O maior perigo está relacionado a contaminação do leite por algumas
cepas de S. aureus que podem produzir uma exotoxina (enterotoxina) capaz de
causar, no homem, um quadro de gastroenterite aguda. Essa toxina pode se
manter ativa em diversos produtos derivados, como leite em pó, iogurte, e
queijos (principalmente). A enterotoxina é termoestável e os estafilococos que
as produzem acham-se com grande frequência em portadores saudáveis e no
gado leiteiro. Este tipo de intoxicação ocorre desde que o leite tenha sido
armazenado incorretamente, à temperatura e tempo suficientemente favoráveis
à multiplicação dos estafilococos e formação de quantidade de toxina capaz de
provocar intoxicação.
A presença da exotoxina no leite não interfere nas características
sensoriais, tais como sabor ou odor, dessa forma o produto pode ser
consumido, sem que haja qualquer suspeita de sua presença. A enfermidade
tem um começo brusco (2-4h) (Quadro 4.8) com náuseas, salivação excessiva,
vômitos, diarréia, desidratação, transpiração, debilidade, prostração, ausência
de febre, com duração de 1 a 2 dias.
Embora S. aureus seja um dos microrganismos mais prevalentes em
mastites bovinas, sendo encontrado frequentemente no leite cru, ele não é um
bom competidor da microbiota normal do leite e não se desenvolve em baixas
temperaturas. Por isso, a refrigeração do leite após coleta é fundamental para
diminuição da sua multiplicação.

3.3.11. Toxinfecção por Bacillus cereus


A bactéria Bacillus cereus encontra-se amplamente distribuída no solo,
podendo infectar diversos animais, inclusive os bovinos. Esses animais podem
eliminá-la na forma de esporos no leite, ocorrendo multiplicação microbiana se
o leite for mantido em temperaturas maiores que 7ºC. Diferente das outras
bactérias, a pasteurização pode ativar a germinação desses esporos e, o risco
de infecção é mantido mesmo no leite pasteurizado.
Nesse processo de multiplicação pode ocorrer produção de fosfolipases
e proteases que modificam o sabor e o odor, causando deterioração do leite,
sendo rejeitado pelo consumidor. Acredita-se que, por esse motivo, não
existem tantos relatos documentados de intoxicação alimentar por B. cereus.
As toxinas produzidas por esse microrganismo podem ser eméticas
(exotoxinas), quando provenientes de alimentos ricos em carboidratos, ou
diarreicas (endotoxinas), quando encontrados na água e em POA, inclusive o
leite (Quadro 4.10). As toxinas diarreicas por eles produzidas, presentes no
leite, podem causar quadros de gastrenterites em humanos que duram de 6-
15h (média de 12h), com diarreia aquosa, cólicas e dores abdominais.

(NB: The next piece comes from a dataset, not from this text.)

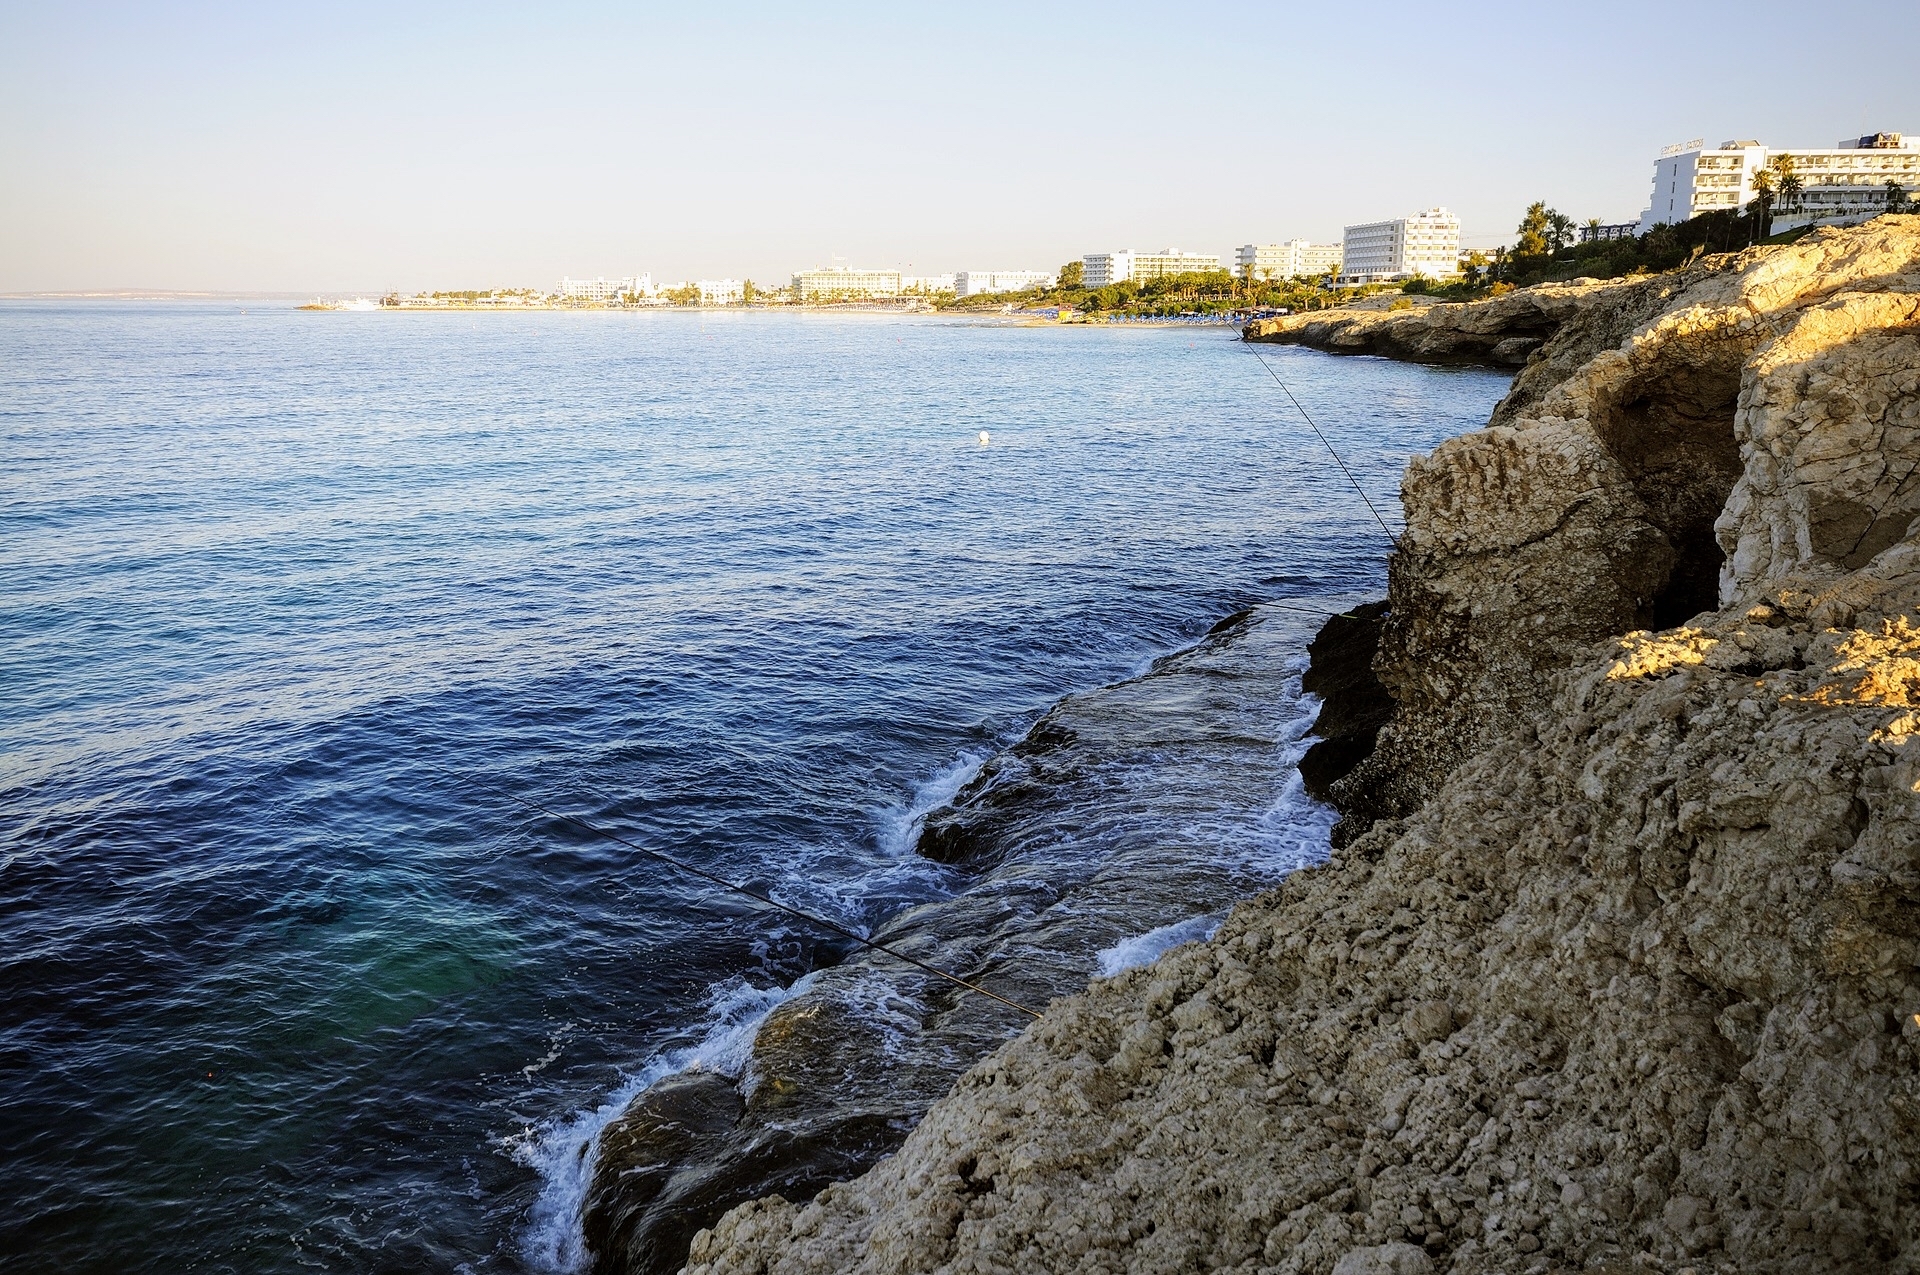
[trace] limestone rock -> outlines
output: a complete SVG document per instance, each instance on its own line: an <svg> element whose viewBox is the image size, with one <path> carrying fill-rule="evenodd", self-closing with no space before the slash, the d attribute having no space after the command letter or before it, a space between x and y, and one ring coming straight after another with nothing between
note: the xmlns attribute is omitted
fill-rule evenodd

A preocupação com a presença dessa bactéria está relacionada


principalmente com a indústria de laticínios, por ela possuir excelente
capacidade de aderir a superfícies de aço inoxidável de lácteos e formar
biofilmes, o que pode levar a sérios problemas de higiene e perda econômica
devido à deterioração de produtos lácteos e comprometimento dos
equipamentos. Estes biofilmes em pasteurizadores e tanques de
armazenamento podem ser uma fonte de contaminação recorrente pós-
pasteurização.
Medidas de controle higiênico-sanitários estabelecidas em toda a cadeia
produtiva garante a segurança no leite:
 Manter o ambiente sempre limpo;
 Utilizar água tratada em todos os processos;
 Conscientizar o manipulador sobre higiene pessoal e cuidados com a
saúde;
 Respeitar os requisitos de Boas Práticas (ordenha, fabricação, etc.)
 Controlar a refrigeração do produto a temperaturas ideais;
 Realizar testes microbiológicos no leite periodicamente;
 Processar adequadamente o produto na indústria.